Frolov explains why the State Migration Service accepts so few asylum applicants. According to Frolov, the Ukrainian Immigration Service has collaborated with Russian authorities in the past, and continues to do so. Applicants are often refused asylum because their cases are not deemed politically motivated. “People are persecuted for economic crimes, but in fact, they are all political,” Frolov said.


The Ukrainian State Migration Service has rejected applications on the grounds that Russia is a democratic country and does not persecute its citizens, according to the Ukrainian Pravda. Frolov considers this the most egregious reason that Russian nationals are not granted asylum.


When Alexei Vetrov, an opposition activist from Nizhniy Novgorod, sought asylum in Ukraine, the Ukrainian Pravda reported that his application was denied on the grounds that Russia does not persecute its critics. Human Rights Watch author Yulia Gorbunova claims this ignores the corrosion of civil society in Russia over the past few years.


Pyotr Lyubchenkov, a Russian dissident and now member of Odessa’s self-defense forces, was denied refugee status by two different courts in January 2015 and February 2016 before an Odesa court ruled that the Migration Service must grant asylum. During the court hearings, a representative of the State Migration Service argued that that Russia was a democracy and thus would not persecute the dangerous extremist, according to the Kyiv Post.


Behind the scenes, EmigRussia will work to find a “narrow corridor,” Frolov said, to help Russians immigrate successfully to Ukraine, especially those applying for asylum. It will support applications by collaborating with Russian human rights organizations to back up applications, with Ukrainian nonprofits, and with the Ukrainian Immigration Service to understand what makes a successful application.


Ukraine’s track record shows it is not necessarily opposed to accepting refugees. In February 2015, a bill was introduced in parliament to streamline the immigration process. Though the bill received overwhelming support in the parliament (only seven voted against the bill in a second overall vote) and was supported publicly by President Poroshenko, it got stuck after the first hearing. No progress has been made since June 2015.


“This law was driven by the Ukrainian government, the Ukrainian parliament,” Frolov said, indicating that what EmigRussia envisions is not something radical or new. “We would be satisfied with this law. We don’t want to push the government more than this.”

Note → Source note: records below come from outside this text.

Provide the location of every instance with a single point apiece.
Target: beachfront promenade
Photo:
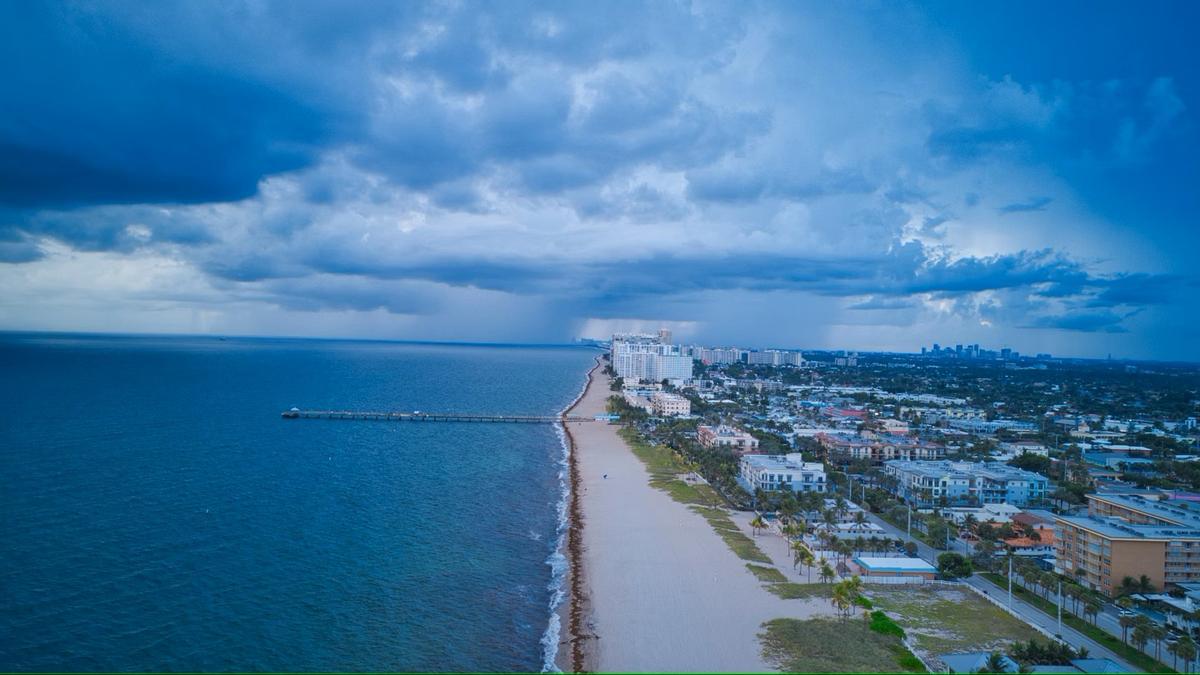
(370, 416)
(664, 592)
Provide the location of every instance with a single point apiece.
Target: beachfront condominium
(646, 357)
(927, 484)
(781, 472)
(725, 436)
(879, 448)
(670, 405)
(1129, 536)
(775, 357)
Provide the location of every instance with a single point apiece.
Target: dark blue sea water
(156, 513)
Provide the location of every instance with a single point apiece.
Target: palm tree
(1186, 649)
(1158, 633)
(1141, 632)
(757, 524)
(1126, 623)
(826, 573)
(1145, 585)
(995, 663)
(809, 561)
(1092, 608)
(840, 598)
(1128, 585)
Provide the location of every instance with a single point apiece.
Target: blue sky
(873, 175)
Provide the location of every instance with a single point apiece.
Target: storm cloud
(517, 171)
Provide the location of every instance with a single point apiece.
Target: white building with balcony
(781, 472)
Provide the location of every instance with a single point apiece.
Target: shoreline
(574, 611)
(653, 585)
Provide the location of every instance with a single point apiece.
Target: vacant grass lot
(946, 620)
(767, 574)
(791, 591)
(833, 645)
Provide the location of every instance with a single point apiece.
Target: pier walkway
(295, 413)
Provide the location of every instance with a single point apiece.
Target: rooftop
(781, 463)
(996, 471)
(1170, 512)
(1119, 529)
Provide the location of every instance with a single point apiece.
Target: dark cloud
(96, 112)
(1084, 322)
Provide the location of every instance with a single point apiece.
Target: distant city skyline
(823, 175)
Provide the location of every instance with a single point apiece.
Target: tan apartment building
(670, 405)
(1129, 536)
(725, 436)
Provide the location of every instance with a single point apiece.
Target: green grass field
(767, 574)
(834, 645)
(790, 591)
(945, 620)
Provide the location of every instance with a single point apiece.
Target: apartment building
(645, 357)
(781, 472)
(670, 405)
(879, 448)
(725, 436)
(933, 483)
(1129, 536)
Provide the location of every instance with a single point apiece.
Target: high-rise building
(646, 357)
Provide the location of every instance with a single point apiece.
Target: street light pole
(1009, 581)
(1060, 607)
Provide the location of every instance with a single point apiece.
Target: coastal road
(1029, 613)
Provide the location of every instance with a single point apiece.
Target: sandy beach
(658, 589)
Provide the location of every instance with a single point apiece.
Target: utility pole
(1060, 608)
(1009, 581)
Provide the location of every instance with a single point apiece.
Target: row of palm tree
(1138, 629)
(845, 595)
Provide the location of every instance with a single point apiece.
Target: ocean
(156, 512)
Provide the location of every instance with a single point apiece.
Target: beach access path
(665, 592)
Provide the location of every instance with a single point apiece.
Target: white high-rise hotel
(648, 357)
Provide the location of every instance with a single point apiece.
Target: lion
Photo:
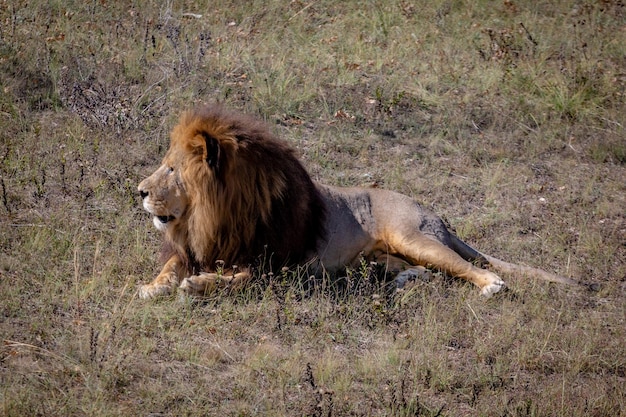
(229, 196)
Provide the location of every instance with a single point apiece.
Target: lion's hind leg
(208, 282)
(431, 253)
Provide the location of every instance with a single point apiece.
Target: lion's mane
(250, 199)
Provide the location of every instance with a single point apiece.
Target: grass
(506, 117)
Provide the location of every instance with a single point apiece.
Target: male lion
(228, 193)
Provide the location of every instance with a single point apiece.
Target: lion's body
(229, 193)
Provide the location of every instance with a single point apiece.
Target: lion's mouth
(165, 219)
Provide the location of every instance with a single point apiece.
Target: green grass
(507, 118)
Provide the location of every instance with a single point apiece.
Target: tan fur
(230, 194)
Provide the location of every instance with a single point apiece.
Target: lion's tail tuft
(472, 255)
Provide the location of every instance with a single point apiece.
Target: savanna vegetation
(506, 117)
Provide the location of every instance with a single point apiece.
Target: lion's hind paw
(151, 291)
(490, 289)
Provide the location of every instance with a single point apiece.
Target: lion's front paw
(153, 290)
(490, 289)
(191, 285)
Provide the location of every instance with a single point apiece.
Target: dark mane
(251, 200)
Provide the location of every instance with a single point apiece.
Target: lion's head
(229, 190)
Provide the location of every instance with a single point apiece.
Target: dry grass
(508, 117)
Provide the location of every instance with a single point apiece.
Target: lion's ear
(212, 149)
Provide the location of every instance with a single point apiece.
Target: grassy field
(506, 117)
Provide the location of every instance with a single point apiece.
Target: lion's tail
(472, 255)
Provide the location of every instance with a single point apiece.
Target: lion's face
(164, 195)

Given the tentative signs of support for such a bill, Frolov is optimistic that political will in Ukraine can be changed toward Russian immigrants. “I think this situation will be solved. It is not a stone that cannot be moved. These are questions about the strategic planning of a modern state, and Russian immigrants could build a dialogue with the pro-democracy Ukrainians,” Frolov said.

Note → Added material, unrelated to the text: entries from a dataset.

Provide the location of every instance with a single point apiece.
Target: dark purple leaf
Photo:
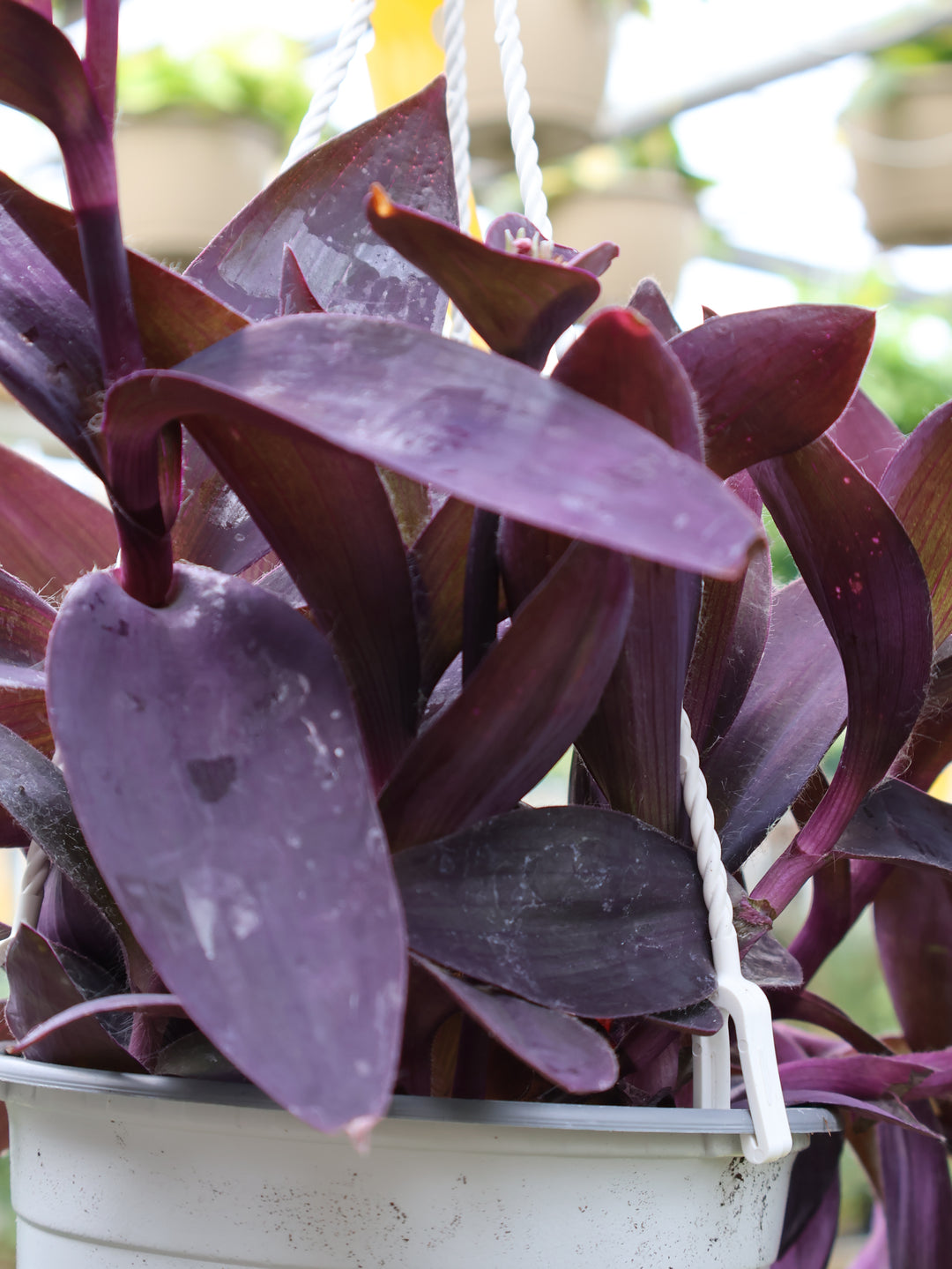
(161, 1004)
(564, 1049)
(294, 295)
(517, 305)
(212, 526)
(577, 909)
(521, 708)
(217, 771)
(437, 564)
(317, 208)
(917, 486)
(34, 794)
(650, 301)
(769, 382)
(917, 1196)
(40, 989)
(732, 633)
(792, 714)
(491, 431)
(48, 352)
(867, 437)
(914, 936)
(49, 534)
(867, 581)
(813, 1205)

EmigRussia is motivated by a humanitarian goal to ease rising polarization among Russians and Ukrainians in Ukraine. “The big social issue for us is to overcome mistrust. A huge level of hatred has been provoked between nations,” Frolov said. “The people are a great instrument to talking and seeing each other in a different view.”


Frolov wants to spread the message that Russians moving to Ukraine are on the side of democracy, upending assumptions about why Russian emerges move to Ukraine. “We want to show that these are people who cannot stay in Russia because of the atmosphere of hatred,” Frolov said. “They are not KGB agents. They are not here to culturally invade, to build a New Russia.”

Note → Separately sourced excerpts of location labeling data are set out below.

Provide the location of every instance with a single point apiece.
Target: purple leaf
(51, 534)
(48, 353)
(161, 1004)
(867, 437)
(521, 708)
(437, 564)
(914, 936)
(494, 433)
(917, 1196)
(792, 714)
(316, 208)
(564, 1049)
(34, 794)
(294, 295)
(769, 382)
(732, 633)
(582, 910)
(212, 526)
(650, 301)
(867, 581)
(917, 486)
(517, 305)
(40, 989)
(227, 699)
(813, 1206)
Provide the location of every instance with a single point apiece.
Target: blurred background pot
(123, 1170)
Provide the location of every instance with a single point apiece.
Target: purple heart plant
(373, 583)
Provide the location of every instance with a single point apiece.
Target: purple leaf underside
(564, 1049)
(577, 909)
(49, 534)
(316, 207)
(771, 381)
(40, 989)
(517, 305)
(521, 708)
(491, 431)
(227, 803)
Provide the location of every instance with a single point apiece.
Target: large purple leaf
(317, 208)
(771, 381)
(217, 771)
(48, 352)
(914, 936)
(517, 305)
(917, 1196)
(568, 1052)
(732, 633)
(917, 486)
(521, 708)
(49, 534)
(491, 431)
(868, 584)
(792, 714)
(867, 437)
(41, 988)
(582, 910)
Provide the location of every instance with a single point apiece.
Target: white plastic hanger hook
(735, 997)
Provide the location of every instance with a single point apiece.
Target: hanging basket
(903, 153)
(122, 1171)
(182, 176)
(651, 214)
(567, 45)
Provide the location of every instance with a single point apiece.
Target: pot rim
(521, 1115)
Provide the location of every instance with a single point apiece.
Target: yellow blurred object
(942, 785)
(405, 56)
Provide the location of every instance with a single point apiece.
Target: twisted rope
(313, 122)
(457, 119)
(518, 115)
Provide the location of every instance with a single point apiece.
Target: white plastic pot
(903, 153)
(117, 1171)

Along with information for potential émigrés, EmigRussia.org will feature stories of Russian émigrés to debunk these myths. The first story on the site is an interview with Yekatirina Makarevich, a former television producer who left the industry and immigrated for “political reasons.” But she has not sought asylum in Ukraine. It is posted under the title, “Immigration—it’s not scary at all.”